Humans of Madison Avenue.

It happens fairly often. Someone, often a department head, will ask little ol’ lowly me if I’d talk to some people, or a whole department, about what makes a good ________
(planner, creative, client, intern, account person.)

One of the many things that underscore my out-of-step-ness with today’s dominant complacency, that is the unquestioning acceptance of how we do things, is that I don’t do powerpoint, or keynote. Often, I scribble on a piece of paper or a stickie note a few points I want to make, and I find that’s enough.

If you have a 30 minute talk and it’s all planned and scripted, it’s really no longer a discussion. It’s all you and it’s zero audience. What you want, I think, is give and take. You want a certain level of spontaneity and the candor that comes from not having every moment planned and choreographed. You want to be able to follow your audience’s interests and concerns. Not simply tell them your point of view.

In our industry, we’ve talked for about 20 years about interactivity. But we’re usually so over-programmed that when we speak to groups there’s little time or propensity to actually listen—there’s no time to actually, heaven forfend, interact.

So, usually when I am in these situations, I keep things simple, maybe even a little stupid.

You know what it takes to be good in the ad jobs I  mentioned above?

You have to be a human. A human.

Most successful work is predicated on an understanding of people and what they need or want. What frightens them? What makes them laugh? What are they missing?

It involves that most-human of human attributes—the attribute no machine can replicate, copy, algorithm-ize, digitize, pixelate or codify. It involves empathy.

To be blunt, just about every commercial I see today, whether it’s on TV or presented to me is laden with things no human really cares about, in language no human ever speaks.

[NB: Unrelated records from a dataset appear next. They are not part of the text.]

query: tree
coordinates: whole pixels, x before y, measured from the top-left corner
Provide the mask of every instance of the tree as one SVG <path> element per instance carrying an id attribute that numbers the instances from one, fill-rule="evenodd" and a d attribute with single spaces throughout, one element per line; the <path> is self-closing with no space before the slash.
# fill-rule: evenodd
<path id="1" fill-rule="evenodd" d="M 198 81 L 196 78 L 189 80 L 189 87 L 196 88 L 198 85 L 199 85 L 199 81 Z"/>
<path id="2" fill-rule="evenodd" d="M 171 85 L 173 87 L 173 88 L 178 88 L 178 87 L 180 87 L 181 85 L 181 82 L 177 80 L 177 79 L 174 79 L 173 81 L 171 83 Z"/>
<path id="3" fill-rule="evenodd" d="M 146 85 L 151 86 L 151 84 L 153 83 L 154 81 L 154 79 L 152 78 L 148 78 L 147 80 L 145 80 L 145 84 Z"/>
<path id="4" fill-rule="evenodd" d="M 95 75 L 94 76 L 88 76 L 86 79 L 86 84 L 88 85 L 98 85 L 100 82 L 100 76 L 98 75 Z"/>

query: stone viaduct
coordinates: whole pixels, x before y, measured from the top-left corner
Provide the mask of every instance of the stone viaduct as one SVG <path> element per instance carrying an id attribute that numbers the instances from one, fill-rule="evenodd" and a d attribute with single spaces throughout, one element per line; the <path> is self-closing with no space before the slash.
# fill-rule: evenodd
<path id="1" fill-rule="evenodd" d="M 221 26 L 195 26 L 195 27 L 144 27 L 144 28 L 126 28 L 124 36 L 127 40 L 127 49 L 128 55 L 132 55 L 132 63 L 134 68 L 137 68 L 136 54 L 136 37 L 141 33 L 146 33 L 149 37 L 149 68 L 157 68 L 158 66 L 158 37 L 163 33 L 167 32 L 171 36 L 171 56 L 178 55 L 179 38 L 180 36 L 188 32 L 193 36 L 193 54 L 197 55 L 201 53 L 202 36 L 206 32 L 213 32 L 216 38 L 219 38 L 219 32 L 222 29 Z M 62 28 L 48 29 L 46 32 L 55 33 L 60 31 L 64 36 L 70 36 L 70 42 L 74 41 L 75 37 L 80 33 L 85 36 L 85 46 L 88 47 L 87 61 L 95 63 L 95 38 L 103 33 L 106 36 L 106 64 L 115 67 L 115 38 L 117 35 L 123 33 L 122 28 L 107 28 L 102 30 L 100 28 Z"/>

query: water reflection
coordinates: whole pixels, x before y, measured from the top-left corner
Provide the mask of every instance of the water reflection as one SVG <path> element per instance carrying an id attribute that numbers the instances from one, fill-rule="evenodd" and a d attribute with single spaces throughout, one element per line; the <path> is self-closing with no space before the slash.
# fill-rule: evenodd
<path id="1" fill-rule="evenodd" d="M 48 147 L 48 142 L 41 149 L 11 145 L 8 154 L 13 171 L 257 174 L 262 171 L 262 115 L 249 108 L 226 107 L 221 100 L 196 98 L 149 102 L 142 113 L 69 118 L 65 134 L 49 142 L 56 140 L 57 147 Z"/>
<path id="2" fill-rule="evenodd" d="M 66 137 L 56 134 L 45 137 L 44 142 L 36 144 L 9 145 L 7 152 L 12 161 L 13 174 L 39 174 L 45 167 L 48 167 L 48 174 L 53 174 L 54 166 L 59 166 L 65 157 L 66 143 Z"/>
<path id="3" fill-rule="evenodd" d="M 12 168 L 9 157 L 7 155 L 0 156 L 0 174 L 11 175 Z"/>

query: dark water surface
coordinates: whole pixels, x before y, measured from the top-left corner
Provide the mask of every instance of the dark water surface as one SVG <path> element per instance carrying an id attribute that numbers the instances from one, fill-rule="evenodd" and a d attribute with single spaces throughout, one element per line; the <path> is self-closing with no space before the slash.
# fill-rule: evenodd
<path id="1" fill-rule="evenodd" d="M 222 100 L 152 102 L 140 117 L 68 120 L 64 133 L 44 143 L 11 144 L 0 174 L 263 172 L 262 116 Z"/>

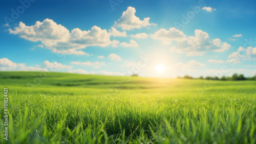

I get briefs that call people “targets.” Don’t call people targets. Ever again.

Also don’t say they’re “proactive go-getters.” Or “heavy sufferers.” They’re people. It might be good while we’re being persnickety to not call people consumers, customers or a slightly female skew, 25-34.

How about leading with, positing, always remembering the humanity of who we are trying to speak to and trying to speak to them as humans.

I often think of a couple of things I’ve read through the years.

One comes from Tennessee Williams’ “Cat on a Hot Tin Roof.” Big Daddy berating his son, Brick: “The truth is pain and sweat and payin’ bills and makin’ love to a woman that you don’t love anymore. Truth is dreams that don’t come true, and nobody prints your name in the paper ‘til you die.”

I know that’s pretty dark. But it may encapsulate the state of many people in our country. It’s way more real, truthful and human than about 107% of everything that’s on television today.

The second comes from Bob Levenson’s “New York Times” obituary. “When he was asked how he wrote the copy for all those Volkswagen ads, he said: ‘I always started by writing Dear Charlie, like writing to a friend. And then I would say what I had to say, and at the end I would cross out Dear Charlie, and I was all right.’” Levenson was writing one-to-one to a friend.

Finally, there’s this old ad for Volvo, which I assume was written by the unsurpassed Ed McCabe. McCabe might not have been sensitive to those who worked for him—but he made sure their writing was sensitive, real and human.

Today, we don't even acknowledge that people finance cars. And might not enjoy the car after car after car hamster wheel so many are on.

No, today, 98% of people in car commercials are smiling. 71% are leaping for joy. 54% are singing in their car to the radio. 29% are hugging the pert, blonde dealer. And 11% are high-fiving their spouses.

How about honesty. Humanity. Realism.